Wat betekent het woord bekeren?

Bekering komt van het Griekse woord ‘metanoéõ’ en betekent: anders denken of achteraf, bijvoorbeeld herzien (moreel, wroeging voelen): berouw hebben over, spijt hebben, tot inkeer komen.

Bekeren betekent een verandering, je gaat anders denken. Je hebt berouw over de wijze waarop je leeft en dus bekeer jij je van de wijze waarop jij leeft.

De oproep tot bekering in het Oude Testament

In het Oude Testament, lezen wij vaak over de oproep tot bekering. Het volk van God ging regelmatig haar eigen weg en leefde naar haar eigen wil, in plaats dat zij Gods weg ging en leefde naar Zijn wil. Het volk probeerde naar de inzettingen van God te leven, maar nam daarnaast ook de gewoontes en gebruiken van de heidenen over en pasten deze toe in haar leven. Hierdoor was haar hart verdeeld en niet volledig toegewijd aan God.

Een deel was toegewijd aan de wet van God en het andere deel was toegewijd aan hun vlees; aan hun lusten en begeerten en het willen leven zoals de andere volken, de heidenen, leefden.

God wees Zijn volk vele malen, via de profeten, op haar overtredingen. Hij maakte haar hart bekend aan de profeten, zodat de profeten het volk erop konden aanspreken. God gaf Zijn volk iedere keer weer de mogelijkheid om zich te bekeren tot Hem en de zonden en de afgoden uit haar leven weg te doen en haar levenswijze te veranderen.

Gods weg jouw weg

Het enige wat God wilde was een relatie met Zijn volk hebben.

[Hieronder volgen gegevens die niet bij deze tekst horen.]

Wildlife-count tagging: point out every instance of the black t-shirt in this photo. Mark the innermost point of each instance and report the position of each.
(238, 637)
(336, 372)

God wilde hen het leven niet zuur maken, maar Hij wilde niet, dat ook maar één van Zijn kinderen verloren zou gaan.

Vanuit Zijn grote liefde, wees God Zijn volk iedere keer weer op de gesteldheid van haar hart en deed een oproep tot bekering.

Maar Zijn volk was vaak hardnekkig en wilde niet naar God luisteren. Zij vonden het wel voldoende om bepaalde inzettingen (rituelen), die God aan Mozes had gegeven, te onderhouden. Maar daarnaast leefden zij voor zichzelf en deden wat zij zelf wilden (Lees ook: Wie wil er nog luisteren?).

Het hart van het volk was onbekeerd en behoorde God niet toe. Hierdoor leefde Gods volk net als de heidenen en was er geen onderscheid, tussen Gods volk en de heidenen. Gods volk had God afgewezen.

Zo zegt de Heere Heere: bekeert u, keert u af van uw afgoden en wendt u af van al uw gruwelen (Ezechiël 14:6)

Door het hele Oude Testament heen, lezen wij over de barmhartigheid en liefde van God en over Zijn vergevingsgezindheid. Telkens weer gaf God Zijn volk de mogelijkheid om zich te bekeren van haar levenswandel.

God zei niet, “En nu ben ik het zat, jullie kunnen je niet meer bekeren, Ik vergeef jullie niet meer!” Nee, God riep iedere keer weer Zijn volk op, om zich te bekeren. Telkens weer zei God, “Bekeer je”.

Maar de beslissing lag en ligt nog steeds bij de mens. De mens heeft de vrijheid om een keuze te maken: naar God luisteren en te leven naar Zijn wil, of naar de wereld (de duivel) luisteren en leven naar zijn eigen wil (Lees ook: Waar kies jij voor, de hemel of de hel).

De oproep tot bekering in het Nieuwe Testament

De eerste persoon in het Nieuwe Testament, die uitging om het volk van God tot bekering op te roepen, was Johannes de Doper. Tijdens de besnijdenis van Johannes, op de achtste dag, profeteerde de Heilige Geest door Zijn vader Zacharius en zei over hem:

En gij kind, zult een profeet des Allerhoogsten heten; want gij zult uitgaan voor het aangezicht des Heren, om Zijn wegen te bereiden, om aan Zijn volk te geven kennis van heil in de vergeving hunner zonden, door de innerlijke barmhartigheid van onze God, waarmede de Opgang uit de hoogte naar ons zal omzien, om hen te beschijnen, die gezeten zijn in duisternis en schaduw des doods, om onze voeten te richten op de weg des vredes (Lucas 1:76-79)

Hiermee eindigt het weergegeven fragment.